On Friday, Chief U.S. District Judge Beryl Howell issued the directive in a brief order, writing: “Congress’s need to access grand jury material relevant to potential impeachable conduct by a President is heightened when the Executive Branch willfully obstructs channels for accessing other relevant evidence.”
Democrats had requested that the department provide the material, which was redacted from Mueller’s report, as part of their ongoing impeachment inquiry against President Donald Trump.
Justice Department lawyers argued at a hearing earlier this month that House Democrats already had sufficient evidence from Mueller’s investigation, including copies of summaries of FBI witness interviews.
On Monday, DOJ lawyers requested in a separately filed motion for Howell to pause the order pending review from an appeals court.

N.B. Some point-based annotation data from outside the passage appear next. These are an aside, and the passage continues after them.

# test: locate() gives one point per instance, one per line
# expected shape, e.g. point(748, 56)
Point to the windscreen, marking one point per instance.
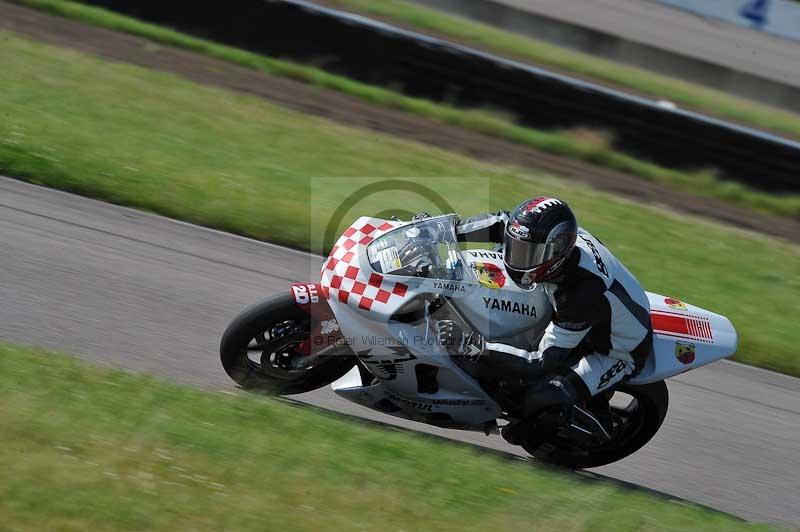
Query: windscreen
point(427, 248)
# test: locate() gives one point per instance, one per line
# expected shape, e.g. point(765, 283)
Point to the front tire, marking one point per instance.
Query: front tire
point(270, 331)
point(644, 415)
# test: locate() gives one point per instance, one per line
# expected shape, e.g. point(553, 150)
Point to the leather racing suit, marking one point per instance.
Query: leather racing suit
point(600, 333)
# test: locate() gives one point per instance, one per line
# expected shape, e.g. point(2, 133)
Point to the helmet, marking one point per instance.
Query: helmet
point(539, 236)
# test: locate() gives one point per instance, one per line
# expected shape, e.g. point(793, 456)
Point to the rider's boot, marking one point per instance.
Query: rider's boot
point(555, 405)
point(545, 409)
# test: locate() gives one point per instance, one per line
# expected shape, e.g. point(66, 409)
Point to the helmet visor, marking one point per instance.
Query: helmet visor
point(522, 255)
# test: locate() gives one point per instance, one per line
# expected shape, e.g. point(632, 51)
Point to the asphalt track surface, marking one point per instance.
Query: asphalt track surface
point(138, 291)
point(679, 31)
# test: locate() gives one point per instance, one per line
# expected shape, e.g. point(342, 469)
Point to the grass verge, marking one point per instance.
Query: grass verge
point(703, 182)
point(528, 49)
point(154, 141)
point(95, 449)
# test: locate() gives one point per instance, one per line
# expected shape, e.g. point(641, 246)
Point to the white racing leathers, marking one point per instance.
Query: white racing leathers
point(601, 325)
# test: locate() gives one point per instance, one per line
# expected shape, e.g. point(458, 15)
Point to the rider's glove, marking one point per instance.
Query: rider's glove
point(457, 342)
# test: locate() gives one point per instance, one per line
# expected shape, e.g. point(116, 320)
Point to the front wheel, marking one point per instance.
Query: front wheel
point(258, 350)
point(639, 412)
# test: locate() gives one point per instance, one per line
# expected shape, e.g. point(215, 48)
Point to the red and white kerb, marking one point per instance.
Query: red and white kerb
point(344, 280)
point(682, 326)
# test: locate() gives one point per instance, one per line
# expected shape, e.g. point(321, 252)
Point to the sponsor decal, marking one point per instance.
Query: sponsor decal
point(682, 326)
point(606, 377)
point(305, 294)
point(492, 255)
point(489, 275)
point(598, 260)
point(388, 368)
point(452, 287)
point(513, 307)
point(428, 404)
point(538, 205)
point(675, 304)
point(684, 352)
point(517, 230)
point(328, 326)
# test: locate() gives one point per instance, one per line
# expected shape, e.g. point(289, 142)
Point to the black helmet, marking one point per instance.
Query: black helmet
point(539, 236)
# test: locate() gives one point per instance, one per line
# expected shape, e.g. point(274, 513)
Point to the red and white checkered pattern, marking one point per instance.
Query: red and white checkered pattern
point(344, 280)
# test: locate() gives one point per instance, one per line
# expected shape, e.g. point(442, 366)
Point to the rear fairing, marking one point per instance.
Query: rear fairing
point(685, 337)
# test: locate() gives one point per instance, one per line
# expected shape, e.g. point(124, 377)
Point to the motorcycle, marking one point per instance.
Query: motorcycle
point(367, 328)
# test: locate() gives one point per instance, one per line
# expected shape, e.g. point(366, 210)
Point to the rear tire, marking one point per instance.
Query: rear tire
point(652, 402)
point(260, 321)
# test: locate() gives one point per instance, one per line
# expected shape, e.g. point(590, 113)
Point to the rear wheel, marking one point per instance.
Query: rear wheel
point(638, 412)
point(258, 350)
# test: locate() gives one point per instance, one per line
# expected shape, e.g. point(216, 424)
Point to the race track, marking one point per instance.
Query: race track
point(142, 292)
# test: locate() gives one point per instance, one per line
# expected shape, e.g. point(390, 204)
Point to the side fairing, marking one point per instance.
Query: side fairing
point(497, 307)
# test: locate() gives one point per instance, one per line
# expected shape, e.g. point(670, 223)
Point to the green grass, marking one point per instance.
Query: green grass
point(95, 449)
point(584, 65)
point(567, 144)
point(154, 141)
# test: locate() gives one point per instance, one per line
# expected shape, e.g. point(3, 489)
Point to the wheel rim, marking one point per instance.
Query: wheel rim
point(272, 351)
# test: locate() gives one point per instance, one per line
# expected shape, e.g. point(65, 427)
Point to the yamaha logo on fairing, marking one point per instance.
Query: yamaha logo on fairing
point(452, 287)
point(509, 306)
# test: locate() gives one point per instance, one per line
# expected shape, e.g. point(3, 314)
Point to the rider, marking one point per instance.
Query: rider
point(600, 333)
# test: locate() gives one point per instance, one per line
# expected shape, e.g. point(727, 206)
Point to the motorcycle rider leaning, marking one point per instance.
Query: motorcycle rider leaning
point(600, 333)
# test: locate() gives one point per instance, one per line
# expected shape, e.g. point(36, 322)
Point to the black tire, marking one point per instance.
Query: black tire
point(651, 404)
point(259, 320)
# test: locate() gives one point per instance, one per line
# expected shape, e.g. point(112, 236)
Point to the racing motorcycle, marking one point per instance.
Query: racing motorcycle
point(367, 328)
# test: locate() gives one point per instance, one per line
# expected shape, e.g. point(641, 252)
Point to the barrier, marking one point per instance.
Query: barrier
point(421, 65)
point(778, 17)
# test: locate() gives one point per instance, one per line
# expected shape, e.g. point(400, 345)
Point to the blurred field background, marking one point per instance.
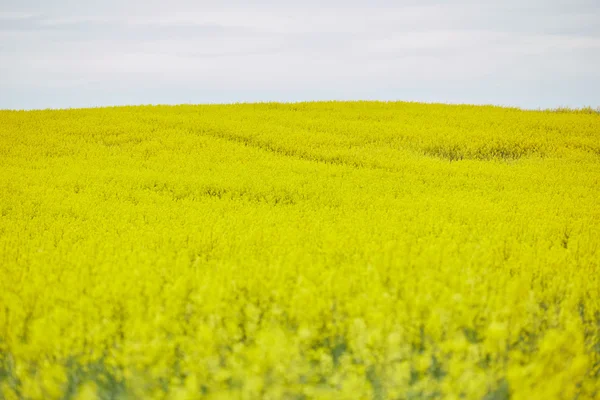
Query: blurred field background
point(331, 250)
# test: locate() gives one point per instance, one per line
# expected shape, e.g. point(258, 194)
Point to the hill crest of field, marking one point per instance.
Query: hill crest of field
point(308, 250)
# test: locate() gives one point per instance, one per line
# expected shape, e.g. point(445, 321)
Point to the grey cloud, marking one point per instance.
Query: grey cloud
point(528, 53)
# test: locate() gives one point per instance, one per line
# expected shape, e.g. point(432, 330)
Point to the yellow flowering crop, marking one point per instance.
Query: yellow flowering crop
point(360, 250)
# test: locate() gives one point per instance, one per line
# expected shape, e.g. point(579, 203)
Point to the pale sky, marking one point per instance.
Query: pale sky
point(81, 53)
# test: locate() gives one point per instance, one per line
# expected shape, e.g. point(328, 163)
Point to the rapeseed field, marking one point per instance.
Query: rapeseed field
point(362, 250)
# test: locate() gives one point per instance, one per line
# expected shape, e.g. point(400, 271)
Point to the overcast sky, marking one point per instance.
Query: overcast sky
point(80, 53)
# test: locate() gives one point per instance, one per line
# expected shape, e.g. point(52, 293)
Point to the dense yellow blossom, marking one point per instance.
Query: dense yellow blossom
point(327, 250)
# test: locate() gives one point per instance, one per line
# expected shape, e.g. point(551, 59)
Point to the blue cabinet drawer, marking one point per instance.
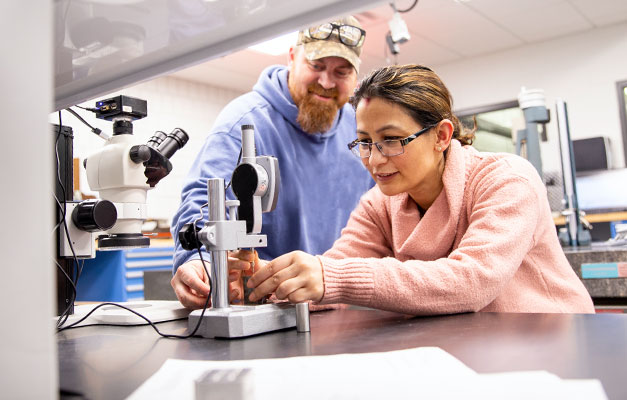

“Although the [House Judiciary Committee] claims that it needs the information promptly because it continues to investigate matters connected to the Mueller Report, there appears little dispute that, for now, that investigation is secondary, and Congressman [Adam] Schiff and the House Intelligence Committee — not the Judiciary Committee — is the lead committee heading the congressional investigation,” they wrote.
The case will be sent to the U.S. Court of Appeals for the District of Columbia Circuit.
The Associated Press contributed to this report.